Bowel habits also are important. Sufficient time should be set aside to allow for undisturbed visits to the bathroom. In addition, the urge to have a bowel movement should not be ignored.
If an underlying disorder is causing constipation, treatment will be directed toward the specific cause. For example, if an underactive thyroid is causing constipation, the doctor may prescribe thyroid hormone replacement therapy.

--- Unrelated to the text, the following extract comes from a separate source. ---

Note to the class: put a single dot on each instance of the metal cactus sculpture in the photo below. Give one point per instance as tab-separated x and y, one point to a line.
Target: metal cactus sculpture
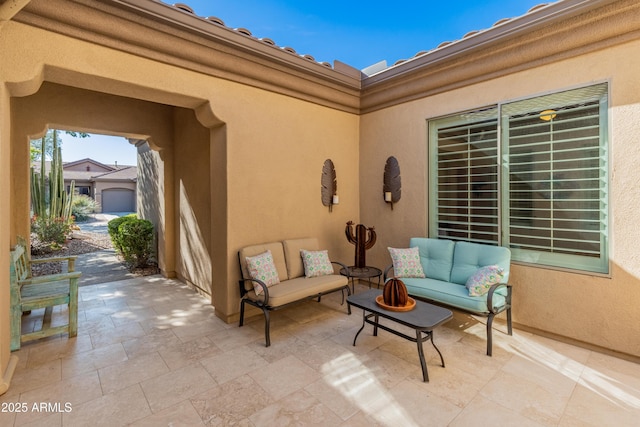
364	239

In most cases, laxatives should be the last resort and taken only under a doctor's supervision. A doctor is best qualified to determine when a laxative is needed and which type is best. There are various types of oral laxatives, and they work in different ways. Above all, it is necessary to recognize that a successful treatment program requires persistent effort and time. Constipation does not occur overnight, and it is not reasonable to expect that constipation can be relieved overnight.
Bulk-forming laxatives are generally considered the safest laxative form but can interfere with the absorption of some drugs. These laxatives, which should be taken with 8 ounces of water, absorb water in the intestine and make the stool softer. Bulk laxatives include psyllium (Metamucil), methylcellulose(Citrucel), calcium polycarbophil (FiberCon), and bran (in food and supplements).

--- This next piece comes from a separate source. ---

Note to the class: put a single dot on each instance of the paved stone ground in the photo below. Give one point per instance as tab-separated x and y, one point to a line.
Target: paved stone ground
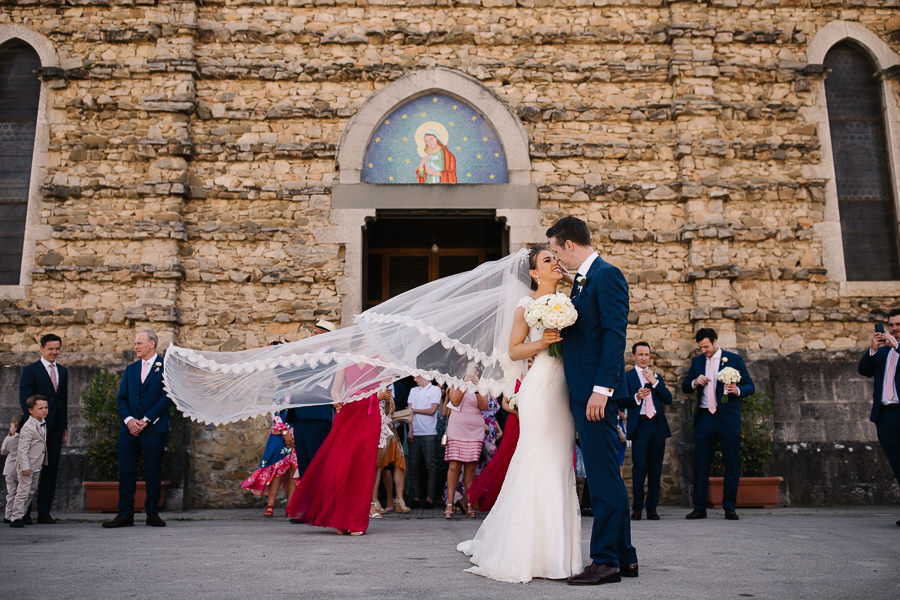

Stimulants cause rhythmic muscular contractions in the small or large intestine. These agents can lead to dependency and can damage the bowel with prolonged daily use. These products include phenolphthalein (Correctol, Ex-Lax), bisacodyl (Dulcolax), castor oil (Purge, Neoloid), and senna (Senokot, Fletcher's Castoria).
Stool softeners, or wetting agents, provide moisture to the stool and prevent excessive dehydration. These laxatives often are recommended after childbirth or surgery. Products include those with docusate (Colace, Dialose, and Surfak).

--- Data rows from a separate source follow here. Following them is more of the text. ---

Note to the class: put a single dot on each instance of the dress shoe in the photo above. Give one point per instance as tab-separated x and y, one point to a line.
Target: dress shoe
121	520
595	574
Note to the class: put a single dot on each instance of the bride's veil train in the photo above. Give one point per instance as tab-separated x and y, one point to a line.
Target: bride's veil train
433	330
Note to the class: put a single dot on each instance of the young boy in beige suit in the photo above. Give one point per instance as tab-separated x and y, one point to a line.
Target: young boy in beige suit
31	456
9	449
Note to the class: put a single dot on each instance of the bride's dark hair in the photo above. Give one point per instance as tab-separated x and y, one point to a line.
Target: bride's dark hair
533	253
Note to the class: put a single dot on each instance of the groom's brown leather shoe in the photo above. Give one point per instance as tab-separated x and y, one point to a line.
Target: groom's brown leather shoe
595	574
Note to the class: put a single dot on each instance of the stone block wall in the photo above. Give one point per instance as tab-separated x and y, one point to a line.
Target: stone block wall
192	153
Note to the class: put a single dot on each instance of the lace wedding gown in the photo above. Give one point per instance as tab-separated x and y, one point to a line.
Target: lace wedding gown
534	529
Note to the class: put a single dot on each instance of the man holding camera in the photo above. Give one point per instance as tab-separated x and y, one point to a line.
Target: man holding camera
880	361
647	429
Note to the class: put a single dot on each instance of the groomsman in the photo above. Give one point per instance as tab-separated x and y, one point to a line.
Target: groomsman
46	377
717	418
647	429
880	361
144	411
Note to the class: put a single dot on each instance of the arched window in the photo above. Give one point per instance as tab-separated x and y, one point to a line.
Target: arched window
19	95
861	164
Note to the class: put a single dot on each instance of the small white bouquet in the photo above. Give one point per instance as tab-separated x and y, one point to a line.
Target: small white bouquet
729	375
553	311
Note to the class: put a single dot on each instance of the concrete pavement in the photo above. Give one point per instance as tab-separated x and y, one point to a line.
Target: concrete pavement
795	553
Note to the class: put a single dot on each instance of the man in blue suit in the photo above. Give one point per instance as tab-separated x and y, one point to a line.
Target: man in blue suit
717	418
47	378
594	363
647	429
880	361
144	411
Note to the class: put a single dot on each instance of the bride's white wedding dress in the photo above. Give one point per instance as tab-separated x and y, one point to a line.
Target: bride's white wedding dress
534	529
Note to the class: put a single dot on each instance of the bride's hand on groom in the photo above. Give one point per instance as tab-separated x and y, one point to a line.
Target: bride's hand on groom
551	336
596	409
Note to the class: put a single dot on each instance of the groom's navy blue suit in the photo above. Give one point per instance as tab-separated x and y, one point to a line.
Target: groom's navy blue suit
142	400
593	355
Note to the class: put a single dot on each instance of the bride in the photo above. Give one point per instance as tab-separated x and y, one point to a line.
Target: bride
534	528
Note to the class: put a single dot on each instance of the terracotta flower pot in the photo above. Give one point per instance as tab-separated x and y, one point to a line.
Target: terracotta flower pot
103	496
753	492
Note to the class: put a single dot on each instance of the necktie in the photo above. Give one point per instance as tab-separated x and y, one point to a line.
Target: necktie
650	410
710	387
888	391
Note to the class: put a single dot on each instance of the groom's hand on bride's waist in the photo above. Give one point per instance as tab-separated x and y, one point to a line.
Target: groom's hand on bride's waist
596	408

Osmotics are salts or carbohydrates that cause water to remain in the intestine for easier movement of stool. Laxatives in this group include milk of magnesia, citrate of magnesia, lactulose, and Epsom salts.
The frequency of bowel movements among healthy people varies from three movements a day to three a week. Individuals must determine what is normal. As a rule, constipation should be suspected if more than 3 days pass between bowel movements or if there is difficulty or pain when passing a hardened stool. Most people experience occasional short bouts of constipation, but if a laxative is necessary for longer than 3 weeks, check with a doctor.
Doctors agree that prevention is the best approach to constipation. While there is no way to ensure never experiencing constipation, the following guidelines should help:
Know what is normal and do not rely unnecessarily on laxatives.
Eat a well-balanced diet that includes unprocessed bran, whole wheat grains, fresh fruits and vegetables.
Drink plenty of fluids.
Set aside time after breakfast or dinner for undisturbed visits to the toilet.
Don't ignore the urge to defecate.
Whenever there is a significant or prolonged change in bowel habits, check with a doctor.